The first committed mural scale approach to this theme was my coloured poster-paint mural on Gluttony, Lechery and Debauchery produced as the backdrop for my younger sister's Twenty First Birthday Party in 1980, I will have all my beds blown up, down is too hard.  The title is the first line from Sir Epicure Mammon's hedonism fantasy in Ben Jonson's The Alchemist, one of the great pornographic monologues by a burnt out old fool.

When I arrived at the Royal College of Art Painting School in 1981 I felt I needed to make a statement and so I plunged in with a gigantic narrative fantasy with the seven sins wrapped around a double bed.  The ultimate source is the bed at the center of Delacroix's Death of Sardanapalus set on that fantastic sliding wedge.  Beds always obsessed me as the space of births, copulations, dreams and deaths.  

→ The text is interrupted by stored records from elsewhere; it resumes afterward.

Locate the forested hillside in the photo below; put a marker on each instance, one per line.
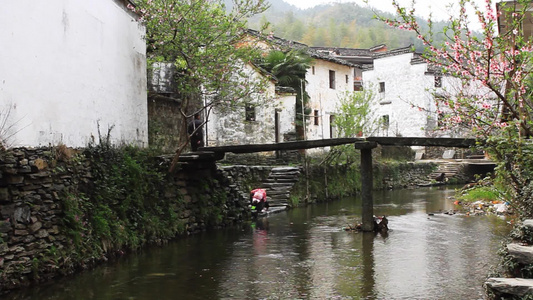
(335, 25)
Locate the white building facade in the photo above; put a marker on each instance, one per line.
(404, 92)
(327, 82)
(67, 67)
(266, 120)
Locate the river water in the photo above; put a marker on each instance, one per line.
(305, 254)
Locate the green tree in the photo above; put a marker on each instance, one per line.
(354, 118)
(203, 41)
(500, 63)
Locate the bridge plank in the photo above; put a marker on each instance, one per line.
(295, 145)
(420, 141)
(385, 141)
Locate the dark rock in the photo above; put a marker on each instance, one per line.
(513, 286)
(5, 227)
(522, 254)
(22, 214)
(35, 227)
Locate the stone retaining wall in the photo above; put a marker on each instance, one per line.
(35, 228)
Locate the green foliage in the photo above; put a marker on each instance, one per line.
(203, 41)
(514, 156)
(290, 68)
(483, 193)
(125, 209)
(354, 118)
(355, 114)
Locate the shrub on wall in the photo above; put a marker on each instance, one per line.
(122, 207)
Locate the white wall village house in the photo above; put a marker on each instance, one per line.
(68, 65)
(265, 120)
(404, 88)
(328, 80)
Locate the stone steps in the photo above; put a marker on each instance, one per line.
(279, 184)
(522, 254)
(450, 170)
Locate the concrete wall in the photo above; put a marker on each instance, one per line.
(67, 66)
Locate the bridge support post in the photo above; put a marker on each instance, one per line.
(367, 183)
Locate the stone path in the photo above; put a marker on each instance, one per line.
(522, 254)
(450, 169)
(279, 184)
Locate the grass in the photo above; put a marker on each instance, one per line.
(480, 193)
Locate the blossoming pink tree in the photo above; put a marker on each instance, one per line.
(495, 61)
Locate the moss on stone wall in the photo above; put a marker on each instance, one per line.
(60, 213)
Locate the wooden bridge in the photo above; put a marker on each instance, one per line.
(364, 144)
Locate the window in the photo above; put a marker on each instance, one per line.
(438, 81)
(382, 87)
(331, 79)
(250, 113)
(332, 131)
(385, 121)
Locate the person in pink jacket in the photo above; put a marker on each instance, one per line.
(258, 199)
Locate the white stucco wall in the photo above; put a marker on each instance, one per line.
(407, 88)
(323, 98)
(66, 65)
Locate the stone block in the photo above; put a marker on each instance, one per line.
(5, 227)
(15, 179)
(3, 249)
(40, 164)
(28, 239)
(4, 194)
(24, 170)
(514, 286)
(522, 254)
(35, 227)
(22, 214)
(42, 233)
(21, 232)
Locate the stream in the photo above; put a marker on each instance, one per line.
(305, 254)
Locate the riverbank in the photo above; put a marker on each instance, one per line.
(63, 210)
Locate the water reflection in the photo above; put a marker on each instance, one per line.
(304, 254)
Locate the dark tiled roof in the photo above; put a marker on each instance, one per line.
(286, 45)
(398, 51)
(285, 89)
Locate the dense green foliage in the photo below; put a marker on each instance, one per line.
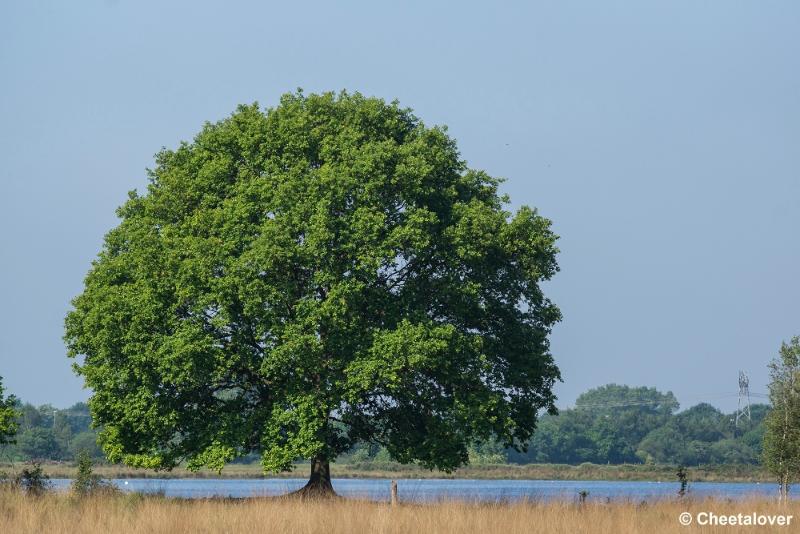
(302, 279)
(46, 433)
(8, 417)
(782, 435)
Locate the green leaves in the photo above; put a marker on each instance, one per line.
(299, 279)
(8, 416)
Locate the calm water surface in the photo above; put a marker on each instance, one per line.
(435, 489)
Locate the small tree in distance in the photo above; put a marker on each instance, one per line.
(8, 417)
(782, 436)
(305, 278)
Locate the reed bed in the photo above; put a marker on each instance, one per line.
(64, 513)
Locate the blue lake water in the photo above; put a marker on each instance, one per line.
(426, 490)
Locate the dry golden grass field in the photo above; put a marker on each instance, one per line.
(62, 513)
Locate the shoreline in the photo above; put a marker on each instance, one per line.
(626, 472)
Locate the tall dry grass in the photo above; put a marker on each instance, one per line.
(61, 513)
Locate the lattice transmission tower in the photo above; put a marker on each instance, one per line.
(743, 408)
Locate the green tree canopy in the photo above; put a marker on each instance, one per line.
(300, 279)
(782, 425)
(8, 416)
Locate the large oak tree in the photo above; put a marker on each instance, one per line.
(299, 279)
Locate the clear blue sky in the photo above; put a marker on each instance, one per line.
(662, 138)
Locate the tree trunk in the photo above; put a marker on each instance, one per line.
(319, 483)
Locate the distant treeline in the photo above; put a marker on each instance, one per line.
(47, 433)
(621, 424)
(611, 424)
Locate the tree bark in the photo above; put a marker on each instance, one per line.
(319, 483)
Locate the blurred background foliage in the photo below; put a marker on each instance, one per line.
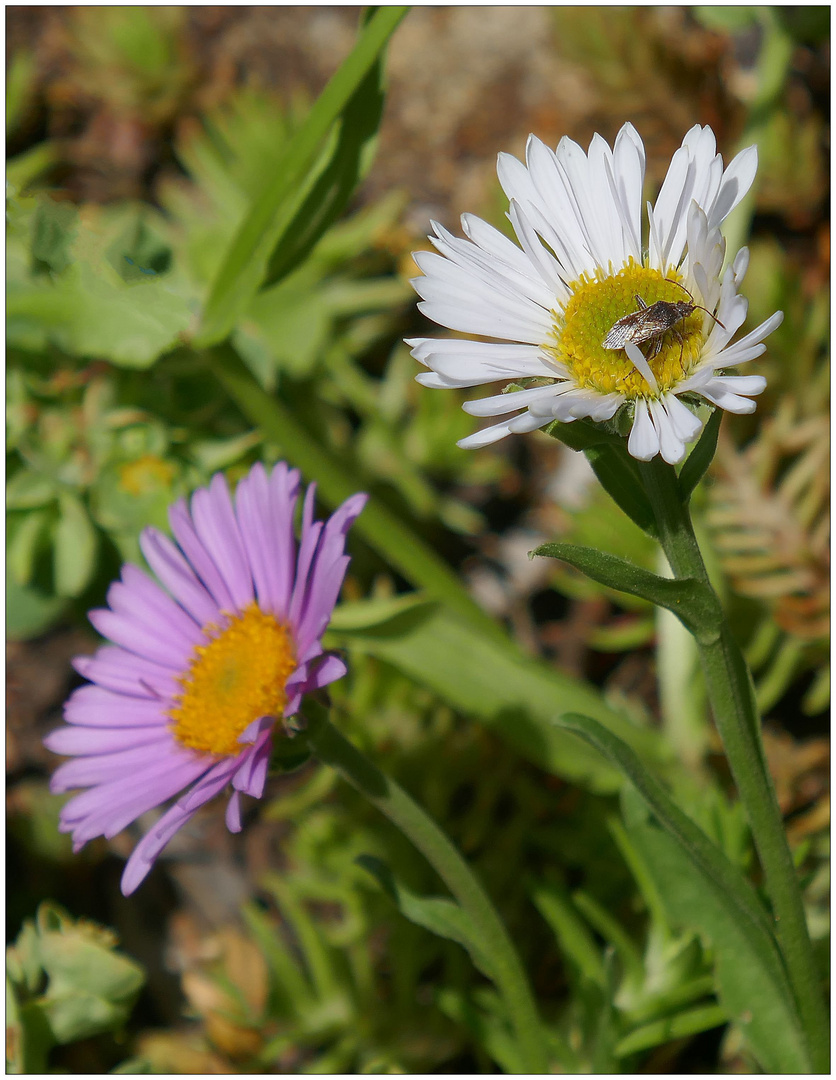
(138, 140)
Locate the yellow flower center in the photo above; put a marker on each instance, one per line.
(595, 306)
(145, 475)
(238, 677)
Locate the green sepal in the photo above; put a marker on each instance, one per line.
(692, 602)
(611, 462)
(698, 461)
(442, 917)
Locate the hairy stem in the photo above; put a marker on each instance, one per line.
(736, 714)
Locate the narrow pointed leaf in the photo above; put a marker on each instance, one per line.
(272, 214)
(703, 889)
(348, 163)
(495, 683)
(442, 917)
(702, 1018)
(690, 601)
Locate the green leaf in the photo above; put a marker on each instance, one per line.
(23, 541)
(75, 548)
(574, 937)
(347, 164)
(701, 456)
(617, 471)
(685, 1024)
(90, 311)
(692, 602)
(28, 611)
(490, 680)
(442, 917)
(273, 212)
(702, 889)
(53, 231)
(405, 552)
(28, 489)
(488, 1029)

My next visit to sin on a big scale came in 1983 with my paintings Chernobyl 1 and Chernobyl 2.  Stanley Kubrick had proved in the final sequence of Dr. Strangelove just how beautiful atomic detonations can be.  In the Chernobyl diptychs I was searching for a terrific beauty in the space of arbitrary annihilation, a unique space of human pride.  I made these paintings for the main hallway in what was then the Post House Hotel Milton Keynes.  They were a commission for the Trust House Forte company.  The titles didn't go down well with their marketing department so the works were re-christened "Perseus and Andromeda" 1 and 2. The Hotel Inspector would no doubt approve.

The last time I approached sin as a large scale project was with the Mural I painted in India in 2011 on the theme of sin and expiation through privation and pain.

The triptych combined elements from Christian and Hindu Myth. The Fountain/Mountain conflation came from the key moment of false revelation in the beautiful poem that begins Nabokov's Pale Fire, a moment which is also intriguingly taken up in Blade Runner 2049 with some intelligence:

And blood-black nothingness began to spin
A system of cells interlinked within
Cells interlinked within cells interlinked
Within one stem. And dreadfully distinct
Against the dark, a tall white fountain played.